Back in 2007, Infinity Ward released Call of Duty 4: Modern Warfare. It went down a treat.
Now, twelve years later, Infinity Ward is back with its most ambitious project to date – a welcome return to the world of Modern Warfare.
At the time, Modern Warfare was celebrated as a game for our times. The storyline spanned battlegrounds that were now familiar to the world; places such as the deserts of the Middle East, and featured a sociopolitical storyline on a grand scale.
The single-player game especially delighted fans, so going back to the world of Modern Warfare was not without its challenges.
“War has always been incredibly complex,” said Taylor Kurosaki, Infinity Ward’s Narrative Director. “In our more complex world that we live in today,” he continued, “we realize that there are no clear-cut good guys and clear-cut bad guys.”

“We are all shades of gray, and we have to rely on our own conscience to take us through and navigate these complex scenarios. That’s what Modern Warfare is; we don’t say that there are good guys and bad guys. Everybody is the hero of their own story.”
So began the challenge of re-creating the world of Modern Warfare to better relate to the world of 2019. And you can’t do that without some of the series’ best-loved characters.
“What’s great about games is, rather than just seeing a protagonist on screen and empathizing with someone else that’s external to us, we get to be that person,” Kurosaki said. “We get to walk a mile in their shoes and grow and evolve and actually inhabit them as they-as they figure out how they’re going to overcome these obstacles.”

To do that, Infinity Ward cast a set of characters – fully-blown actors – instead of using CGI or virtual characters in the game. And it used state-of-the-art motion capture to ensure each performance was as authentic as possible.
“We have full performance capture where you’re not only capturing the actor’s movements,” Kurosaki explained, “you’re capturing their facial expressions and their voices all simultaneously. We can have a level of fidelity and realism that we couldn’t have achieved before. And that allows us, if we’re willing to, to tell these deeper, richer, more immersive stories.”
But the authenticity didn’t end with the storyline and actors. To help ensure Infinity Ward wrote a campaign that fit the very definition of ‘Modern Warfare’ the team consulted with Steve Sanders and Mitch Hall, two retired Navy Seals with more than four decades of military experience.
“I started scuba diving as a sophomore,” Sanders said. “Most of my friends in high school said I was never going to make it, which made it even better when I did.” He laughed.

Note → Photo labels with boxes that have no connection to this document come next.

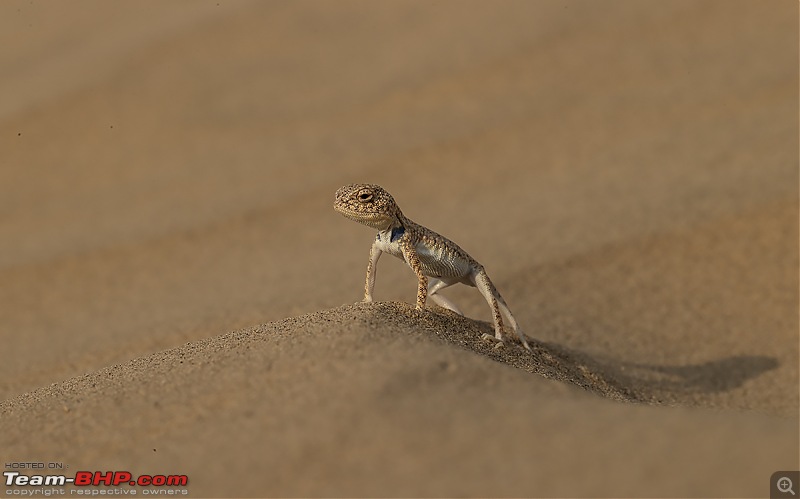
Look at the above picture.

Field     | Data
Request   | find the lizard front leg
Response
[401,242,428,310]
[363,243,383,303]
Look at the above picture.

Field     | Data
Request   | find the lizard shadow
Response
[428,313,780,404]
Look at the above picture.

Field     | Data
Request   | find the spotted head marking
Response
[333,184,403,230]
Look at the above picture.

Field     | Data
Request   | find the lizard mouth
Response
[333,205,392,230]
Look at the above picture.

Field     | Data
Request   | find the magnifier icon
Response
[776,476,797,495]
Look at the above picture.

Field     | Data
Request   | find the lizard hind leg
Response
[428,277,464,315]
[471,269,531,350]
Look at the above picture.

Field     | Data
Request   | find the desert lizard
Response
[333,184,531,350]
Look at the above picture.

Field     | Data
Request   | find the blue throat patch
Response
[389,225,406,243]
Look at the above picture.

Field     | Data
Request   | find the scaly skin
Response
[333,184,531,350]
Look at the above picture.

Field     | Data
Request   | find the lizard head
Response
[333,184,402,230]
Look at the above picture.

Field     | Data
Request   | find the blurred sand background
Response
[0,0,800,497]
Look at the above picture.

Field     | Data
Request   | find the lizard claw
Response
[481,333,506,350]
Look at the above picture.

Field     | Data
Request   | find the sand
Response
[0,1,800,497]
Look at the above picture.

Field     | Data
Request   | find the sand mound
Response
[0,303,795,496]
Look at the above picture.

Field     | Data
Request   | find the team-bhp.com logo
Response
[3,471,189,487]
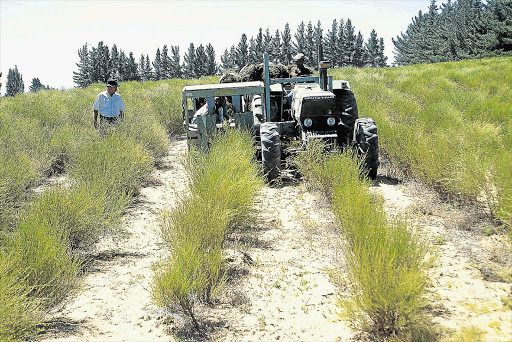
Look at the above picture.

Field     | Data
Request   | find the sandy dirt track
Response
[41,140,512,341]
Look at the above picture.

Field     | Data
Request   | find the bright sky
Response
[0,0,430,94]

“Call of Duty is so big that it’s not just one experience; it’s a platform, right?” Sanders argued. “It gives you a wide variety of different experiences. And if you want some of the best military-themed experiences that you can have in video games, you play Call of Duty.”
“So, personally, I see it like subscribing to a particular video service where I know it’s going to be this amazing experience of a certain caliber and it’s going to be artists performing at their highest quality.”
According to Hall, Call of Duty stays true to real life battlefield situations. Mainly in the fact that as war changed, what soldiers have to deal with changed as well.
“A lot of things we thought we knew, we had to re-learn and re-craft because it was just different than what we expected,” said Hall, “and it morphed and changed very quickly from year to year… I would say the battlefield changed every 18 months.”

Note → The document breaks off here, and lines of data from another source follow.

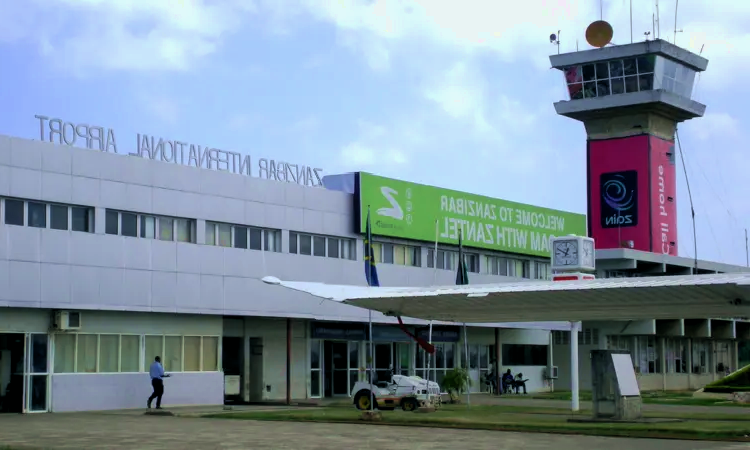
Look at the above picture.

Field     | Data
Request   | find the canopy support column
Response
[570,322,581,412]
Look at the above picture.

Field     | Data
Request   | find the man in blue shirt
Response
[148,356,169,409]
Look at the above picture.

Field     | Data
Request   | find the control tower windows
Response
[564,55,656,100]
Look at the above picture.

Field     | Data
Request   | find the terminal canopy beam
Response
[263,274,750,323]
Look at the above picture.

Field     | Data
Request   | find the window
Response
[250,228,263,250]
[484,256,508,276]
[141,216,156,239]
[184,336,201,372]
[159,217,174,241]
[633,336,661,374]
[563,55,656,100]
[54,333,76,373]
[161,336,182,372]
[0,198,94,233]
[5,198,23,226]
[49,205,68,230]
[502,344,548,366]
[120,334,141,372]
[578,328,599,346]
[233,226,247,248]
[508,259,531,278]
[534,261,552,280]
[70,206,94,233]
[76,334,99,373]
[209,221,281,252]
[690,339,710,374]
[109,209,197,243]
[299,234,312,255]
[202,336,219,372]
[27,202,47,228]
[99,334,120,373]
[54,333,219,373]
[313,236,326,256]
[143,336,164,372]
[418,343,458,384]
[427,248,458,270]
[104,209,120,234]
[290,231,356,259]
[120,213,138,237]
[552,330,570,345]
[668,338,687,373]
[464,253,479,273]
[175,219,195,243]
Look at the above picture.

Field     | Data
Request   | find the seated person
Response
[501,369,513,394]
[513,372,529,394]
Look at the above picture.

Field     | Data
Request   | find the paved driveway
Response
[0,413,748,450]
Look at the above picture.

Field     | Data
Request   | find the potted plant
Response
[440,367,471,403]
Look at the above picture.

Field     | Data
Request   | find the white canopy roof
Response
[263,273,750,323]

Modern Warfare features one level in the campaign that takes place inside a Townhouse. Both seals were fit-out head-to-toe in mo-cap suits, and the entire level was mapped onto a motion capture stage.
“The townhouse is a perfect example of what Mitch and Steve always talk about, which is being told to go with imperfect intel and execute your job perfectly,” said Jacob Minkoff, Single Player Design Director. “And players are going to be presented with situations that will challenge them to identify targets, threats, and unknowns, and make the right decisions.”
According to Sanders, while both Seals never had a mission exactly like the Townhouse – it certainly drew from their experiences in combat.

“As a soldier, you’re constantly processing all the contingencies,” Sanders explained. “You’re constantly evaluating and just gaming it in a sense. So, if we’re going down a road or patrolling into a target, you constantly have to be thinking about – okay, what if this happens right now? The same thing applies inside a building; you move in being prepared for anything to happen.”
“Some of the first things you’re going to notice are how we cover down on a window,” Hall said of what players will see in that part of the Campaign. “We froze down a window before we went in. Instead of just kicking the door in, you know, we used a ladder, we climbed up, and had guys use that window to clear space before we actually put lots of bodies into it.”
Yes, Call of Duty looks to be shaping up as one of the most exciting and authentic gaming experiences in recent memory. The best bit? The game launches on Friday (October 25).